CS 2120: Topic 11¶

Videos for this week:¶

Getting started with Machine Learning (ML)¶

Learning to play Super Mario Bros:

Learning to scan for tumours:

Learning to understand speech:

What is ML?

The field of study pertaining to algorithms which learn and improve through “experience”

Today we’ll be using a toy dataset (i.e. a small dataset for showing an example) in order to go over (at a surface level) two types of ML:

supervised learning
unsupervised learning.

We’ll consider one example of each (i.e. Support Vector Machines, k-Means clustering).
We’ll use scikit-learn to implement these examples.

“scikit-learn”¶

Has many, many ML libraries: click here if you want to take a look

Supervised Learning¶

I show you photos of ducks or cats, and tell you that they’re either ducks or cats. Then, I show you new photos (of different ducks or cats) and ask you to tell me whether they’re ducks or cats.

Here’s a “duck”:

Here’s a “cat”:

What’s this?

One of the main methods for supervised learning is “classification”: putting data into various classes based on their attributes. This is what we’ll focus on here.
For classification, when you train your system, you provide both the input data and output data (“class labels”); when you test your system, you provide only the input data and test whether your system can correctly predict the outputs.
the goal: you want your system to be able to generalize the training data so that it can classify new (i.e. test) inputs

Let’s review some terminology

Consider this sample data (from our toy dataset).

This data has 3 Attributes (Attr1, Attr2, Attr3) and 2 Class Labels (Class 1 or Class 2).

One sample is essentially one set of attributes. If it is labelled, then it includes the class, if it is unlabelled, then it does not include the class.

Here is one (labelled) sample:

If we trained our machine in a supervised way, we would provide it with each of these labelled samples. Note that in general we use most of our dataset for training.

To feed in our inputs and labels, we could choose to have two arrays (or dataframes, or …) — call them input and output.

Here is what input could look like:

Here is what output could look like:

If we then tested our machine, we could provide it with new inputs (unlabelled) and test whether or not the machine correctly predicts the labels.

Since we know the corresponding labels (but our machine doesn’t), we can then check how many correct predictions there were for each class.
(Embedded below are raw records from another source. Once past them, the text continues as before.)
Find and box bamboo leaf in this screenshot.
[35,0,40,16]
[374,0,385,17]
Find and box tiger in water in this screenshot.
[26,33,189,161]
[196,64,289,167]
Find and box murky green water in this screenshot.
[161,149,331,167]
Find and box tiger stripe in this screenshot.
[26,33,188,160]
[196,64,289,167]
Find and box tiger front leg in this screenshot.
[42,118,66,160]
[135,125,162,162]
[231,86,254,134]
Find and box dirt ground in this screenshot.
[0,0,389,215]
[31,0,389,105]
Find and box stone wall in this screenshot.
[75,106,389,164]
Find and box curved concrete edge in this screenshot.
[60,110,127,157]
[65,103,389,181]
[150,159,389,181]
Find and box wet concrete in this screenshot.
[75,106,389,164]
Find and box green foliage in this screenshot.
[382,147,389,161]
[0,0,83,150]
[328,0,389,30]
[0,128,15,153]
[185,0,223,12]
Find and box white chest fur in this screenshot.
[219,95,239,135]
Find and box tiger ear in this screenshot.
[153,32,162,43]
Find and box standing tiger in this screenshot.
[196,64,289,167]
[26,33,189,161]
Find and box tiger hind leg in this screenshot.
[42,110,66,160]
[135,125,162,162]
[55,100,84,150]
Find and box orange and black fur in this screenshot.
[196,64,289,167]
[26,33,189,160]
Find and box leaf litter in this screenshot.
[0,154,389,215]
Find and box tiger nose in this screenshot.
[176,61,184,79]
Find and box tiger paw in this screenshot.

We can then represent this using a confusion matrix. Below is an example of a confusion matrix:

Note that in the confusion matrix above there are 5 classes. The entry at Row 3, Col 1 (i.e. ‘(2)’’) — for example — indicates that the machine predicted class 1 when the correct answer was class 3 a total of 2 times.

Supervised learning: Support Vector Machines (SVM)¶

The “basic” idea (in 2D, 2 classes):

draw a hyperplane (in 2D, this is a line) which best separates the data from each class.

the best hyperplane will maximize the distance between the hyperplane and the “support vectors” (see below)

Graphically (in 2D, 2 classes):

Looking at this graph…

We see 2 classes of data (grey dots, black x’s)
The support vectors are the 3 red arrows (v1, v2, v3) — these correspond to data points which are at the boundary of the margin; for SVMs we want to maximize this margin.
Side note: a soft margin allows for some mis-classifications in order to improve classification accuracy

Note that we want to be able to classify data with more than 2 attributes, so our vectors will be higher-dimensional

This is a lot harder to visualize, but it’s the same idea: separate the classes via ‘hyperplanes’. The idea is exactly the same: partition the space.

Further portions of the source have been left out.